EX-10.2 3 dex102.htm REVOLVING LINE OF CREDIT NOTE REVOLVING LINE OF CREDIT NOTE $20,000,000.00 Spokane, Washington August 19, 2009
Exhibit 10.2
$20,000,000.00 | Spokane, Washington | |
August 19, 2009 |
FOR VALUE RECEIVED, the undersigned KEY TRONIC CORPORATION, a Washington corporation (“Borrower”) promises to pay to the order of XXXXX FARGO BANK, N.A., a national banking association (“Bank”), at its office at 000 Xxxx 0xx Xxxxxx, Xxxxx 000, Xxxxxxx, Xxxxxxxxxx 00000, or at such other place as the holder hereof may designate, in lawful money of the United States of America and in immediately available funds, the principal sum of Twenty Million and 00/100 Dollars ($20,000,000.00), or so much thereof as may be advanced and be outstanding, with interest thereon, to be computed on each advance from the date of its disbursement as set forth herein.
As used herein, the following terms shall have the meanings set forth after each, and any other term defined in this Note shall have the meaning set forth at the place defined:
(a) “Base Rate” means, for any day, a fluctuating rate equal to the highest of: (i) the Prime Rate in effect on such day, (ii) a rate determined by Bank to be one and one-half percent (1.50%) above Daily One Month LIBOR in effect on such day, and (iii) the Federal Funds Rate plus one and one-half percent (1.50%).
(b) “Business Day” means any day except a Saturday, Sunday or any other day on which commercial banks in Washington are authorized or required by law to close.
(c) “Daily One Month LIBOR Rate” means, for any day, the rate of interest equal to LIBOR then in effect for delivery for a one (1) month period.

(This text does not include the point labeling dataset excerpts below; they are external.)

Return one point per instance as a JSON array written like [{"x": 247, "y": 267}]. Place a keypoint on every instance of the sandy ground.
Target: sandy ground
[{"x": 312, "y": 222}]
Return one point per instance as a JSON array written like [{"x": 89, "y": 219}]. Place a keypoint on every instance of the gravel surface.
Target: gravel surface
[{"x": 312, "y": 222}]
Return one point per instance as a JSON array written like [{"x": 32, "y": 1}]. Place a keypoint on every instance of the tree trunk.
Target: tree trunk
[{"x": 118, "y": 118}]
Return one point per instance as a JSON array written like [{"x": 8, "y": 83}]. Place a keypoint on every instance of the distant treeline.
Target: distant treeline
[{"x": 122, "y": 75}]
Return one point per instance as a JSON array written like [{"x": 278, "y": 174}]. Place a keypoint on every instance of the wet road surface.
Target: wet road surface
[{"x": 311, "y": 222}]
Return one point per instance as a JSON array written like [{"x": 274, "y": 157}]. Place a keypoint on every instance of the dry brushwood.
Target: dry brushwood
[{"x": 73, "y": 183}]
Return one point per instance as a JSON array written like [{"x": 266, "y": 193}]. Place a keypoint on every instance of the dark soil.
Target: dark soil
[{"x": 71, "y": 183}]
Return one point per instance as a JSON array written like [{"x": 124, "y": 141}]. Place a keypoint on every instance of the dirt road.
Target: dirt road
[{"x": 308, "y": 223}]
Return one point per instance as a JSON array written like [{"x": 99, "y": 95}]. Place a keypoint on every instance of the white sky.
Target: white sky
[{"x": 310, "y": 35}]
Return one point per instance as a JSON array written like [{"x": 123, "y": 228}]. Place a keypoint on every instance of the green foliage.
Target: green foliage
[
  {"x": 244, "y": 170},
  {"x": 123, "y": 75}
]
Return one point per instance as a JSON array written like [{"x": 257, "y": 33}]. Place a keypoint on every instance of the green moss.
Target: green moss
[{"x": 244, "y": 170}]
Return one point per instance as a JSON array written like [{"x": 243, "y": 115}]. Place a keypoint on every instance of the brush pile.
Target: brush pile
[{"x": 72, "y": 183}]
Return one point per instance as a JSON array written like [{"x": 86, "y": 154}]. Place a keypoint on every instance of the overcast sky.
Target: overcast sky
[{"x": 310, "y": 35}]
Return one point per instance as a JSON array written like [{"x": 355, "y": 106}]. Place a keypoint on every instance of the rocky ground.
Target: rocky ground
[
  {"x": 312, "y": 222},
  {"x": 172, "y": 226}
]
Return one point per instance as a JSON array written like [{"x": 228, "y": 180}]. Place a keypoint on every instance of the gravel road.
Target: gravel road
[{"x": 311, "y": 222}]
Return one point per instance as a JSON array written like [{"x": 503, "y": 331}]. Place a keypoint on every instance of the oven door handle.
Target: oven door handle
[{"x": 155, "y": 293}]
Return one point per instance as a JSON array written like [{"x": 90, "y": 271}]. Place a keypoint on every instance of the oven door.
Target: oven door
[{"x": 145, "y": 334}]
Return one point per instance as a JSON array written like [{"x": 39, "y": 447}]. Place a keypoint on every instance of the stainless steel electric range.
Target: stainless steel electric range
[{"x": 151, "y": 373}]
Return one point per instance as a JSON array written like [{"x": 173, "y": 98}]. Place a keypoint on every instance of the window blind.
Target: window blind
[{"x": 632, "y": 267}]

(d) “Federal Funds Rate” means, for any day, the rate per annum equal to the weighted average of the rates on overnight Federal funds transactions with members of the Federal Reserve System arranged by Federal funds brokers for the immediately preceding day, as published by the Federal Reserve Bank of New York; provided that if no such rate is so published on any day, then the Federal Funds Rate for such day shall be the rate most recently published.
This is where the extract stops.